We can wrap these in a for loop:
for col in df.columns[:5]:
print(col)
model = ols('EBITDA_KG ~ C({})'.format(col), data=df).fit()
anova_table = sm.stats.anova_lm(model, typ=2)
display(anova_table)
w, pvalue = stats.shapiro(model.resid)
print("Shapiro: ", w, pvalue)
gb = df.groupby(col)['EBITDA_KG']
w, pvalue = stats.bartlett(*[gb.get_group(x) for x in gb.groups])
print("Bartlett: ", w, pvalue)
print()
Base_Cake
sum_sq | df | F | PR(>F) | |
---|---|---|---|---|
C(Base_Cake) | 39.918103 | 5.0 | 314.869955 | 1.889884e-237 |
Residual | 42.140500 | 1662.0 | NaN | NaN |
Shapiro: 0.9634131193161011 4.1681337029688696e-20
Bartlett: 69.83288886114195 1.1102218566053728e-13
Truffle_Type
sum_sq | df | F | PR(>F) | |
---|---|---|---|---|
C(Truffle_Type) | 1.250464 | 2.0 | 12.882509 | 0.000003 |
Residual | 80.808138 | 1665.0 | NaN | NaN |
Shapiro: 0.9576056599617004 1.2598073820281984e-21
Bartlett: 109.93252546442552 1.344173733366234e-24
Primary_Flavor
sum_sq | df | F | PR(>F) | |
---|---|---|---|---|
C(Primary_Flavor) | 50.270639 | 50.0 | 51.143649 | 1.153434e-292 |
Residual | 31.787964 | 1617.0 | NaN | NaN |
Shapiro: 0.948470413684845 9.90281706784179e-24
Bartlett: 210.15130419114894 1.5872504991231547e-21
Secondary_Flavor
sum_sq | df | F | PR(>F) | |
---|---|---|---|---|
C(Secondary_Flavor) | 15.088382 | 28.0 | 13.188089 | 1.929302e-54 |
Residual | 66.970220 | 1639.0 | NaN | NaN |
Shapiro: 0.9548103213310242 2.649492974953278e-22
Bartlett: 420.6274502894803 1.23730070350945e-71
Color_Group
sum_sq | df | F | PR(>F) | |
---|---|---|---|---|
C(Color_Group) | 16.079685 | 11.0 | 36.689347 | 6.544980e-71 |
Residual | 65.978918 | 1656.0 | NaN | NaN |
Shapiro: 0.969061017036438 1.8926407335144587e-18
Bartlett: 136.55525281340468 8.164787784033709e-24
2.6.3 Visual Analysis of Residuals: QQ-Plots¶
This can be distressing and is often why we want visual methods to see what is going on with our data!

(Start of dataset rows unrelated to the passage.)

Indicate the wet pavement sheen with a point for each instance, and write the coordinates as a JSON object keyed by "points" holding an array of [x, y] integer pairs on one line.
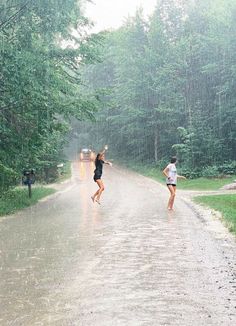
{"points": [[129, 262]]}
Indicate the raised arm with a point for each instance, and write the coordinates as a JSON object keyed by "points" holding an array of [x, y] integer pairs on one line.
{"points": [[165, 172]]}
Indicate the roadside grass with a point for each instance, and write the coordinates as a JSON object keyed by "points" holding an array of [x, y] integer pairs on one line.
{"points": [[65, 173], [205, 183], [18, 198], [189, 184], [225, 204]]}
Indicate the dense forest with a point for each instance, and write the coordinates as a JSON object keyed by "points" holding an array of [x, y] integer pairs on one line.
{"points": [[40, 82], [169, 87]]}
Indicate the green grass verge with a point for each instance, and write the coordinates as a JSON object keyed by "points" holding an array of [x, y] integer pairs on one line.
{"points": [[66, 172], [190, 184], [18, 198], [226, 204]]}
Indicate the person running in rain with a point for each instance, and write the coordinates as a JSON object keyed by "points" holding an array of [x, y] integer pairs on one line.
{"points": [[171, 180], [100, 160]]}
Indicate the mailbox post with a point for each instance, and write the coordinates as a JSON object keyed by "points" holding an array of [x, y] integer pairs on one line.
{"points": [[28, 179]]}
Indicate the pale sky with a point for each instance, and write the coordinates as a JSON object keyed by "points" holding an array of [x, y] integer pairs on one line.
{"points": [[112, 13]]}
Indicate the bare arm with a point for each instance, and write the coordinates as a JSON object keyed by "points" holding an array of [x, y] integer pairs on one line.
{"points": [[108, 162], [181, 177]]}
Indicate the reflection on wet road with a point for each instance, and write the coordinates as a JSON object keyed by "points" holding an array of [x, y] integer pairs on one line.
{"points": [[67, 261]]}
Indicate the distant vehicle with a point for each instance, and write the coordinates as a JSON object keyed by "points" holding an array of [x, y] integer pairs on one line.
{"points": [[86, 154]]}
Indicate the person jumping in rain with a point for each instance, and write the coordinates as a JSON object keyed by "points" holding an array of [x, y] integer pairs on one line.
{"points": [[100, 160], [171, 180]]}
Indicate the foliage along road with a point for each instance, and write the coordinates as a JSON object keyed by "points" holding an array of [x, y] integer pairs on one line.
{"points": [[67, 261]]}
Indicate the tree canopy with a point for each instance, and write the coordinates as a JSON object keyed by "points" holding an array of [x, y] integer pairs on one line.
{"points": [[43, 44], [171, 85]]}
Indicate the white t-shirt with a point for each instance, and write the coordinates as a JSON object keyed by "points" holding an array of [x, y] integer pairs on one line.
{"points": [[172, 174]]}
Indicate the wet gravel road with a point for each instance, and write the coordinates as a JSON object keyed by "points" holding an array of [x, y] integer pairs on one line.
{"points": [[129, 262]]}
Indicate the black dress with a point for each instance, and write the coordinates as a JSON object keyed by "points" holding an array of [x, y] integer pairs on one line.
{"points": [[98, 170]]}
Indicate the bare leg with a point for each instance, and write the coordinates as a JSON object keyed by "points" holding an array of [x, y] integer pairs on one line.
{"points": [[95, 195], [172, 190]]}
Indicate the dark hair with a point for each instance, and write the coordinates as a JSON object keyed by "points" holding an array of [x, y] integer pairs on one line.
{"points": [[98, 157]]}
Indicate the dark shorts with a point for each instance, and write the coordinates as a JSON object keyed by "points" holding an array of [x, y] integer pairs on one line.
{"points": [[97, 177]]}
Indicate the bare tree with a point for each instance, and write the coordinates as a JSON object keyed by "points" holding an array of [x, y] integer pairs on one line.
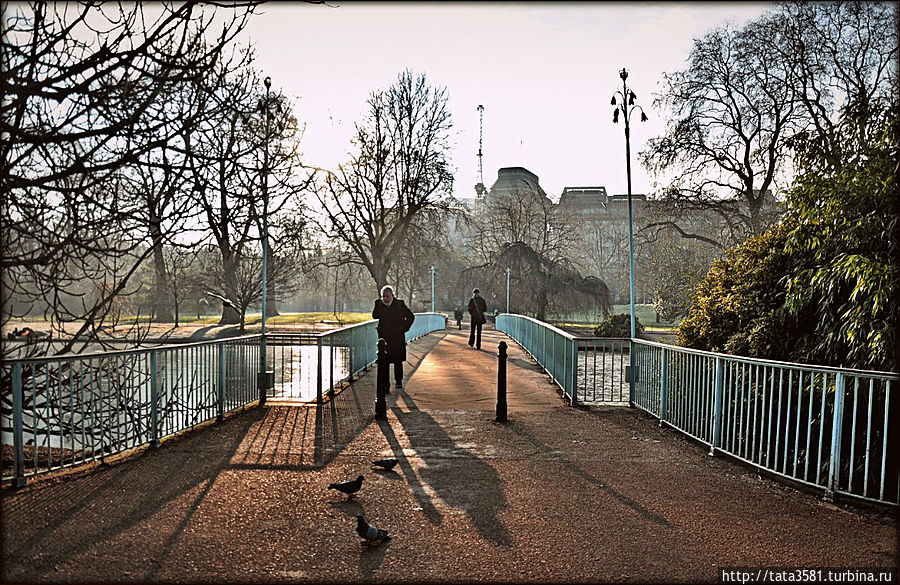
{"points": [[730, 112], [400, 167], [749, 100], [85, 97], [251, 139]]}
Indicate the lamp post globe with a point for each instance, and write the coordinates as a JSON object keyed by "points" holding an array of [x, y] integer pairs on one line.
{"points": [[624, 103]]}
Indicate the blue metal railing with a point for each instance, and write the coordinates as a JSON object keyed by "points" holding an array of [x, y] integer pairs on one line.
{"points": [[554, 349], [827, 428], [68, 410]]}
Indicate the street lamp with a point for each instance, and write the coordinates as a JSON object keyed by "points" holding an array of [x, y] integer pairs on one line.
{"points": [[265, 187], [507, 289], [624, 102]]}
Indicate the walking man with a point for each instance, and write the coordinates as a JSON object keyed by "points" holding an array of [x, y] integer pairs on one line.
{"points": [[477, 307], [394, 320]]}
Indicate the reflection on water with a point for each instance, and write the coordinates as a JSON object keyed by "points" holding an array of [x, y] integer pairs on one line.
{"points": [[296, 369]]}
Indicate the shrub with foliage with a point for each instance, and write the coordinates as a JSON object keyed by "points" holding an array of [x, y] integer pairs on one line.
{"points": [[618, 325], [738, 308], [819, 287], [844, 288]]}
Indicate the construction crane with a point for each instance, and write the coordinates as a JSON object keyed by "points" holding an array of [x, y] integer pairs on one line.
{"points": [[479, 187]]}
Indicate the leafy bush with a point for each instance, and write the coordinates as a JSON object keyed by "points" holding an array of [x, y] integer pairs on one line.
{"points": [[618, 325], [737, 309], [819, 287]]}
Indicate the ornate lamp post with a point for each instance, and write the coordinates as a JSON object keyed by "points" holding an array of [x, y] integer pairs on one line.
{"points": [[507, 290], [624, 102], [265, 187], [264, 377]]}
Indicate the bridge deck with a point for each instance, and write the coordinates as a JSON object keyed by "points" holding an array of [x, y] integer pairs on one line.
{"points": [[556, 494]]}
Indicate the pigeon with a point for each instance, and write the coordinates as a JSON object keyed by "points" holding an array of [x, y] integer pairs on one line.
{"points": [[369, 533], [349, 487], [386, 464]]}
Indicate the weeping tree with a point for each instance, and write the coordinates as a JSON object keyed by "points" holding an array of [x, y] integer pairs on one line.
{"points": [[545, 284], [399, 168]]}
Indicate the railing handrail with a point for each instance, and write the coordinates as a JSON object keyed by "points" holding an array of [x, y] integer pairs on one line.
{"points": [[123, 352], [542, 324], [762, 361]]}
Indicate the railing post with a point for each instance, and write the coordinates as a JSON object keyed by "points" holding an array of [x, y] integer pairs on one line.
{"points": [[631, 372], [664, 388], [834, 463], [319, 378], [574, 376], [262, 379], [18, 438], [716, 441], [501, 383], [381, 381], [221, 389], [154, 399]]}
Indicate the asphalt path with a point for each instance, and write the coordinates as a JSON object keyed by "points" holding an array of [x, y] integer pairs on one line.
{"points": [[556, 494]]}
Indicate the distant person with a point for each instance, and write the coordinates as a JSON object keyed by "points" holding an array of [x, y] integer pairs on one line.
{"points": [[457, 314], [394, 320], [477, 307]]}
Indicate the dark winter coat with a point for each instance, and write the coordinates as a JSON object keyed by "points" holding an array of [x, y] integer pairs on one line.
{"points": [[393, 323], [477, 307]]}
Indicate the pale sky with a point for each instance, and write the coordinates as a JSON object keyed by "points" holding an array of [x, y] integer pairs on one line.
{"points": [[544, 72]]}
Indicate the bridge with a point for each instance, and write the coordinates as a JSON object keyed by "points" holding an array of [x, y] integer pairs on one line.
{"points": [[589, 494]]}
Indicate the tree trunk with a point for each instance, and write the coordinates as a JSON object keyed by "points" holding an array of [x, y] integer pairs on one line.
{"points": [[162, 308]]}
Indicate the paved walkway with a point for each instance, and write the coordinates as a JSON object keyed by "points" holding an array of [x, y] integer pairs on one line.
{"points": [[557, 494]]}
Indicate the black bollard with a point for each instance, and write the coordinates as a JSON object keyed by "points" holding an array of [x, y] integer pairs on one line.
{"points": [[501, 384], [381, 381]]}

model = ols('EBITDA_KG ~ C(Truffle_Type)', data=df).fit()
#create instance of influence
influence = model.get_influence()
#obtain standardized residuals
standardized_residuals = influence.resid_studentized_internal
# res.anova_std_residuals are standardized residuals obtained from ANOVA (check above)
sm.qqplot(standardized_residuals, line='45')
plt.xlabel("Theoretical Quantiles")
plt.ylabel("Standardized Residuals")
plt.show()
# histogram
plt.hist(model.resid, bins='auto', histtype='bar', ec='k')
plt.xlabel("Residuals")
plt.ylabel('Frequency')
plt.show()
We see that a lot of our data is swayed by extremely high and low values, so what can we conclude?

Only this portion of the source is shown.